Soon enough, he's telling another story, this time recalling that James Earl Jones once told him he would take his son to the woods to let him curse at the trees as much as he wanted. After laughing deeply at the thought of rich, baritone F-bombs ringing out against pine trees in upstate New York, we were back on Barry and, improbably, the cheeseburger joint on 56th street.

Winkler's starting to get recognized for Barry, along with his laundry list of other memorable roles, and he seemed genuinely thrilled for that new development.

"We walk into the lobby of the hotel yesterday to get our cheeseburger. There's a young couple sitting there [who say], 'I love Barry,'" Winkler said. "I say, 'I love you.

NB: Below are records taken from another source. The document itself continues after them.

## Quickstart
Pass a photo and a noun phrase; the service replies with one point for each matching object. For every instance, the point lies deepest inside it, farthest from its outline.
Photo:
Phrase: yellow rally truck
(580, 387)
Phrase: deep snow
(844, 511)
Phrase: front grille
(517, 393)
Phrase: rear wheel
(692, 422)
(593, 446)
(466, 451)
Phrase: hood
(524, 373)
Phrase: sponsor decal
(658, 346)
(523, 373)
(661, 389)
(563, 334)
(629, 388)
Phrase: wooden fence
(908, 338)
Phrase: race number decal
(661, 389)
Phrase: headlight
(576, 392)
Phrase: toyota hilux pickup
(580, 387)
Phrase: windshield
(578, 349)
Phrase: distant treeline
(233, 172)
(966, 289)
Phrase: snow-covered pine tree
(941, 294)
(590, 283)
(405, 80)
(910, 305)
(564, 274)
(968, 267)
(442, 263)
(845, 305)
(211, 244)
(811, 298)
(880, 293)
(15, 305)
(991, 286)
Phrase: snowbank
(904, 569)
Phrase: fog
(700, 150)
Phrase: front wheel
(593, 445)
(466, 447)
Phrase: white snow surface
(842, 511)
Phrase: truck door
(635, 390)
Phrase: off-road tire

I'm crazy about you right now.'"

Then, in a non-sequitur change of subject, he picked up his phone and scrolled through pictures of his puppy, of a camel in Marrakech and, of course, his tiny grandson sporting a full head of reddish locks. "Look at this grandson," Winkler urged as I aww'd. "Come on! Come on!"

Before leaving, I managed to ask one last thing about Barry—what's his goal, his dream for the show? But what else could you ask for if you're already over the moon?

"I don't know. I have no dream," he said. "Dream that it continues. I want to act until I can no longer do it. That's my dream. I am so happy that I'm doing this."